Au départ, il voulait étudier le nomadisme, raconte-t-il. A Berlin, où il part construire des murs de pierres sèches avec des murailleurs, il se découvre une passion pour «ces pierres qui tiennent toutes seules, sans mortier». «J'ai compris que le cairn m'intéressait moins pour sa fonction que pour l'objet lui-même. Rien n'est plus efficace et résistant, et il suffit de si peu. C'est pour cela qu'il a traversé les âges. Il fonctionne même contre notre gré: on le transforme, mais on ne pourra jamais l'accaparer. L'objet résiste. Je voulais savoir, au fond, pourquoi une personne posait une pierre.» Il se plonge alors dans les textes, ceux qui parlent du rapport tactile à la pierre, du besoin de laisser des traces, de la présence au monde.

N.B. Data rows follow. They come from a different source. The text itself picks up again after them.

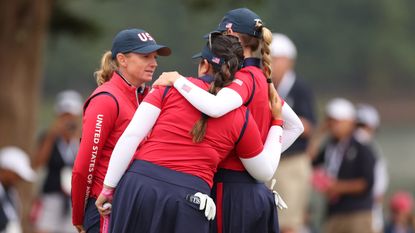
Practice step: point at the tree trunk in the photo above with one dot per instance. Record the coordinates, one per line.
(23, 29)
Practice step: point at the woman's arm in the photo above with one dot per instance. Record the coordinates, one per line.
(263, 166)
(293, 127)
(214, 106)
(143, 121)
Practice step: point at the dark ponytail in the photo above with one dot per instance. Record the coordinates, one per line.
(229, 49)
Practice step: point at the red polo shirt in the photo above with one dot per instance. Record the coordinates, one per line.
(259, 106)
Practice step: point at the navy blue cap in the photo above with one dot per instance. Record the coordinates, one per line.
(209, 56)
(137, 41)
(241, 20)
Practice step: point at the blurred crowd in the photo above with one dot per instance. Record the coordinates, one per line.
(337, 156)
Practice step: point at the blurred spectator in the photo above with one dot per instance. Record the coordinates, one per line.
(294, 170)
(56, 153)
(401, 213)
(348, 174)
(367, 125)
(14, 167)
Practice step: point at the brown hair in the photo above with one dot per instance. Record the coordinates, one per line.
(229, 49)
(264, 42)
(108, 66)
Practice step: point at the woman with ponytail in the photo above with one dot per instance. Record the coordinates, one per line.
(167, 186)
(235, 191)
(121, 87)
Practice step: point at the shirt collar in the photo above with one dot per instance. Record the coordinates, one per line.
(252, 61)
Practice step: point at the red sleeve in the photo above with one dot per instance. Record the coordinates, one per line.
(102, 111)
(243, 85)
(250, 143)
(156, 96)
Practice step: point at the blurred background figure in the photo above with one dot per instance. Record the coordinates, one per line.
(368, 121)
(56, 154)
(14, 167)
(294, 170)
(401, 213)
(348, 172)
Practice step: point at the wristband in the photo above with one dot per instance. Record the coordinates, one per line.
(107, 192)
(277, 122)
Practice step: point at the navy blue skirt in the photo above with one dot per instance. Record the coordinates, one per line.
(155, 199)
(243, 204)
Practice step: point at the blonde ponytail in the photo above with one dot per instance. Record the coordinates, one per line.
(108, 66)
(266, 60)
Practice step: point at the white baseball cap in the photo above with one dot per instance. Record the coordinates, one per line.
(69, 101)
(282, 46)
(340, 109)
(15, 159)
(367, 115)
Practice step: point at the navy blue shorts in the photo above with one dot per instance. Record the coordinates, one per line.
(92, 217)
(155, 199)
(243, 204)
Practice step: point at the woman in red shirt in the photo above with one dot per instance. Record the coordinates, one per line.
(121, 80)
(167, 186)
(235, 191)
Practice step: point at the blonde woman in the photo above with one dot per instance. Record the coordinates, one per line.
(122, 77)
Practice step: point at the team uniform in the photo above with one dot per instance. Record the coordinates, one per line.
(107, 113)
(236, 191)
(156, 192)
(244, 204)
(54, 206)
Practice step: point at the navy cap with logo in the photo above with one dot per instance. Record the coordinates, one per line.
(241, 20)
(137, 41)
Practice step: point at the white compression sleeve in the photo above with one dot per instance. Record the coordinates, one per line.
(141, 124)
(214, 106)
(263, 166)
(293, 127)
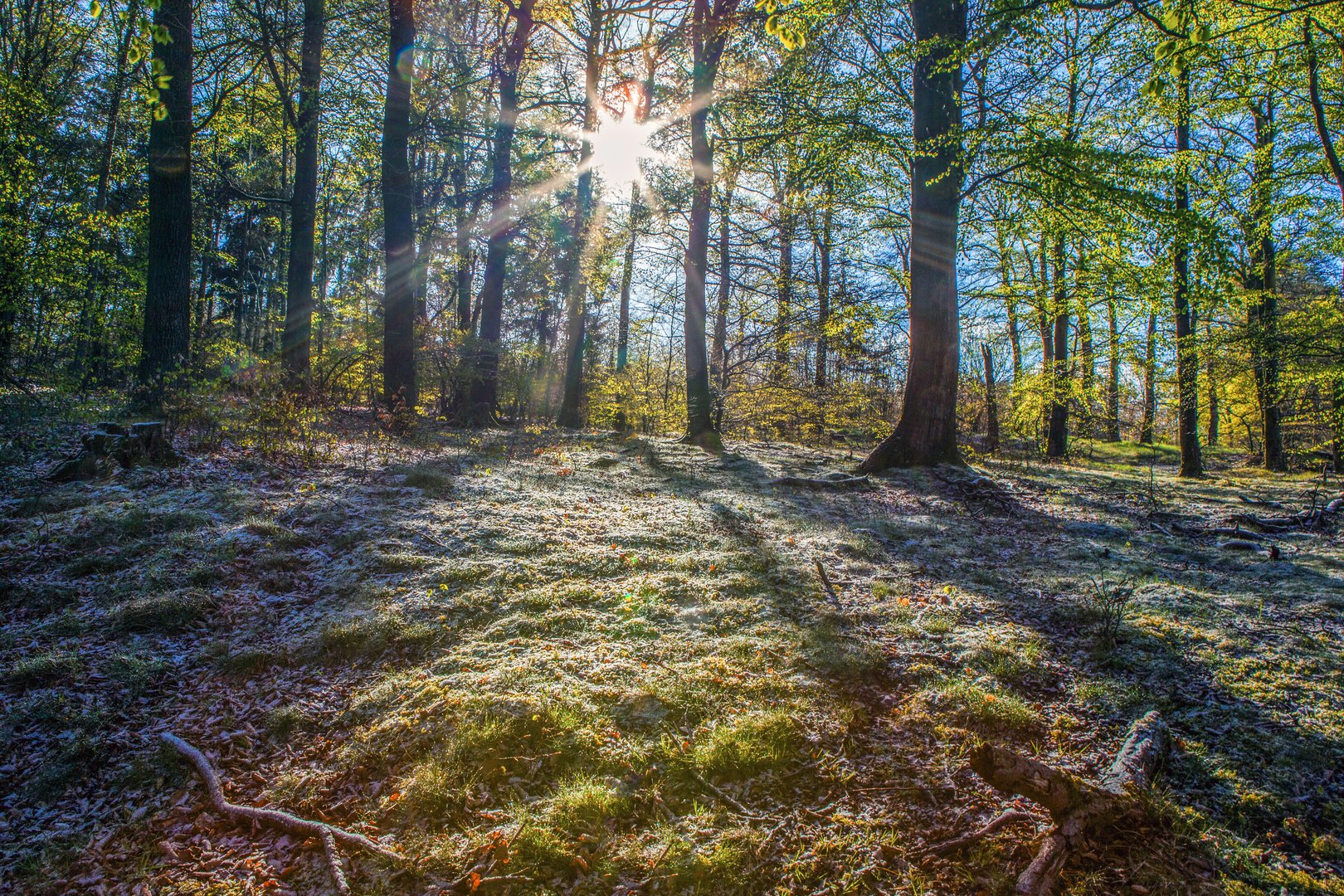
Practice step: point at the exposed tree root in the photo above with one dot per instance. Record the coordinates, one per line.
(839, 481)
(281, 820)
(1079, 807)
(1001, 820)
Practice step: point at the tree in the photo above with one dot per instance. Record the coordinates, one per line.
(398, 212)
(167, 332)
(928, 430)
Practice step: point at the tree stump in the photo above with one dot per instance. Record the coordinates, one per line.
(1079, 807)
(112, 444)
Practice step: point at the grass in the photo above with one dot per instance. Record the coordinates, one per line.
(171, 611)
(45, 668)
(632, 674)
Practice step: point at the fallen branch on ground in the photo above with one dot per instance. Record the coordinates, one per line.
(1077, 806)
(1004, 818)
(277, 818)
(802, 483)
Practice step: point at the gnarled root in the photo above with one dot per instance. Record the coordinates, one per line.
(329, 835)
(1079, 807)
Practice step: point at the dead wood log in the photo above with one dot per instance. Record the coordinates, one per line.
(1077, 806)
(836, 483)
(1001, 820)
(281, 820)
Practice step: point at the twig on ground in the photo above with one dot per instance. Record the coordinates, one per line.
(1077, 806)
(1007, 817)
(277, 818)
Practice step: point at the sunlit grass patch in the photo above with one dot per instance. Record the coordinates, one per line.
(1012, 657)
(746, 746)
(371, 635)
(403, 562)
(433, 480)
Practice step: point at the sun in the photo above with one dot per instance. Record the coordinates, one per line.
(620, 144)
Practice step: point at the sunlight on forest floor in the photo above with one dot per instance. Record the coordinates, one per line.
(604, 665)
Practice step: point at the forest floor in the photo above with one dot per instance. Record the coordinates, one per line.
(578, 664)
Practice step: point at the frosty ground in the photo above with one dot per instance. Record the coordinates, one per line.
(550, 663)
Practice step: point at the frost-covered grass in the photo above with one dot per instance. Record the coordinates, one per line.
(587, 664)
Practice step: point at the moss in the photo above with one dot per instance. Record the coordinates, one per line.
(747, 746)
(45, 668)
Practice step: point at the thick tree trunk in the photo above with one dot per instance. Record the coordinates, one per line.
(572, 398)
(90, 321)
(1149, 412)
(719, 345)
(1187, 362)
(1112, 427)
(784, 281)
(710, 32)
(167, 334)
(303, 227)
(928, 430)
(1057, 434)
(398, 214)
(622, 327)
(483, 394)
(1261, 281)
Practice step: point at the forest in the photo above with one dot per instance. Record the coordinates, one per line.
(672, 446)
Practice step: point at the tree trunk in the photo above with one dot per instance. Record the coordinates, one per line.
(1149, 414)
(1261, 281)
(991, 401)
(622, 328)
(1187, 362)
(398, 214)
(710, 34)
(1057, 434)
(303, 227)
(1313, 90)
(719, 349)
(928, 430)
(167, 334)
(1112, 429)
(824, 286)
(577, 299)
(483, 394)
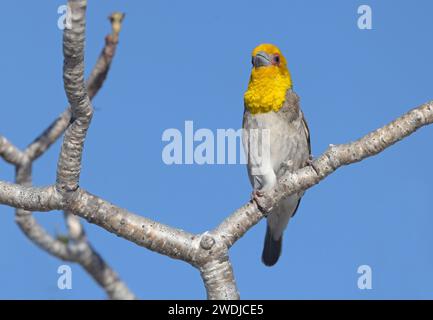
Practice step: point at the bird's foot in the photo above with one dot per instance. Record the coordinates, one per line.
(310, 163)
(263, 202)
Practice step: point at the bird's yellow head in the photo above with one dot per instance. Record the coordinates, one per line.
(270, 79)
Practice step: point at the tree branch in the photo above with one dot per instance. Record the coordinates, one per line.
(76, 247)
(208, 252)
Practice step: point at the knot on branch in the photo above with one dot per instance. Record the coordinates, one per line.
(207, 242)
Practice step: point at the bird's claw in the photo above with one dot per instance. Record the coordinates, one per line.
(263, 202)
(310, 163)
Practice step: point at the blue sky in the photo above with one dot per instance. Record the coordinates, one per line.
(190, 60)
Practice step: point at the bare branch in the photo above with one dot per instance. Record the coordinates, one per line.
(92, 262)
(29, 198)
(236, 225)
(155, 236)
(76, 247)
(10, 153)
(94, 83)
(207, 251)
(69, 165)
(100, 71)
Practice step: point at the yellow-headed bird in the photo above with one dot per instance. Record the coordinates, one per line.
(275, 138)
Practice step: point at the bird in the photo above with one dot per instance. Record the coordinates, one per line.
(275, 137)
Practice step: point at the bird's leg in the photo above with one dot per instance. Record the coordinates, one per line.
(310, 163)
(262, 202)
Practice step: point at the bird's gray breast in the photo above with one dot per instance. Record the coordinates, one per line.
(288, 140)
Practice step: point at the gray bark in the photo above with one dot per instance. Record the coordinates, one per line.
(208, 251)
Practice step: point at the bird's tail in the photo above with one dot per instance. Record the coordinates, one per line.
(271, 249)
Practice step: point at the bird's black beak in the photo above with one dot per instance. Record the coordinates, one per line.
(261, 59)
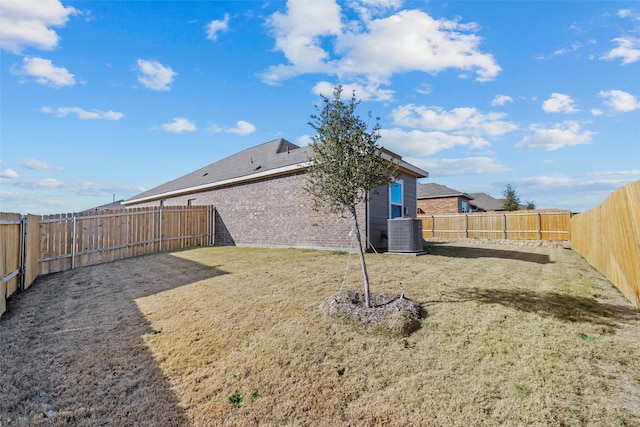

LE CHAMP DE LA GEOPOETIQUE

La pensée du poète Kenneth White le guide: un séminaire à l'université lui a ouvert le champ de la géopoétique, dans laquelle il puise à l'époque l'envie et le courage de continuer un cursus jugé par ailleurs trop «carré». C'est qu'il vient d'un autre univers, lui qui a commencé ses études à l'âge de 26 ans, sans maturité en poche, après un voyage de vingt mois au cours duquel il a aussi découvert la littérature. La pensée de White lui révèle qu'il est possible «d'être un universitaire tout neuf et de rester un garçon sensible avec son expérience du monde: la pêche en rivière, la chasse aux champignons, quelque chose de non réfléchi, l'expérience du dehors».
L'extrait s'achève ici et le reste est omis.